3. The ultrasonic diagnostic apparatus according to claim 1, wherein said scan control means controls said drive signal generating unit such that ultrasonic beams are transmitted at plural times from ultrasonic transducers in sequentially selected plural transmission apertures, and controls said reception beamformer such that an image signal representing an ultrasonic image in the second direction different from the first direction is generated based on plural sets of reception signals outputted from said reception signal processing unit and derived from ultrasonic transducers in a reception aperture which receive ultrasonic echoes generated by the ultrasonic beams transmitted at plural times.

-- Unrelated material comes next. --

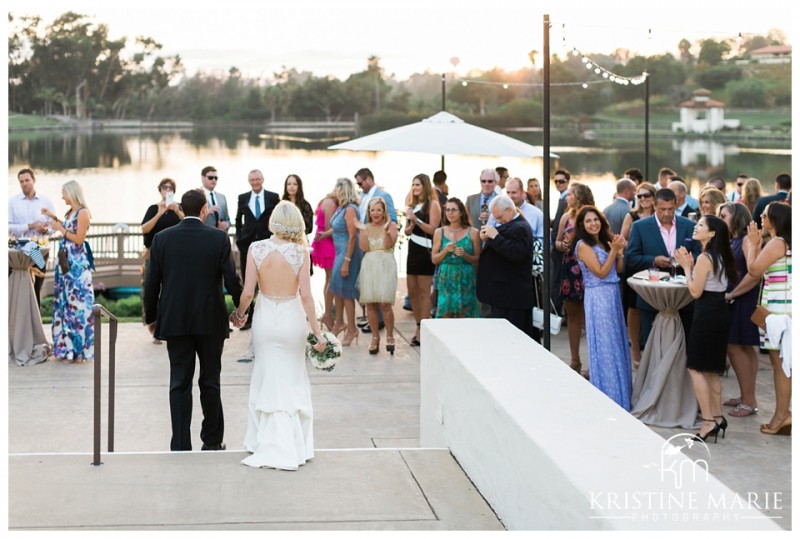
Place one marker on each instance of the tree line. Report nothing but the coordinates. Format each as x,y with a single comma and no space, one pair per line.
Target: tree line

4. The ultrasonic diagnostic apparatus according to claim 1, wherein said scan control means controls said reception beamformer such that ultrasonic images are synthesized based on plural sets of reception signals with respect to a common point, said plural sets of reception signals being outputted from said reception signal processing unit and derived from ultrasonic transducers in plural reception apertures which receive ultrasonic echoes.

5. The ultrasonic diagnostic apparatus according to claim 4, wherein said reception beamformer performs reception focusing processing on the plural sets of reception signals with respect to the common point to generate the sound ray signals.

6. The ultrasonic diagnostic apparatus according to claim 1, wherein said scan control means controls said reception beamformer such that an image signal representing an ultrasonic image in a space region, in which energy of the ultrasonic beam transmitted from the first group of ultrasonic transducers not less than one tenth of the energy in the first direction exists, is generated.

7. The ultrasonic diagnostic apparatus according to claim 1, wherein:

said reception beamformer performs plural kinds of reception focusing processing on the reception signals outputted from said reception signal processing unit to generate plural kinds of sound ray signals;

said image signal generating means generates plural image signals based on the plural kinds of sound ray signals generated by said reception beamformer; and

said ultrasonic diagnostic apparatus further comprises a display unit for displaying plural ultrasonic images represented by the plural image signals generated by said image signal generating means.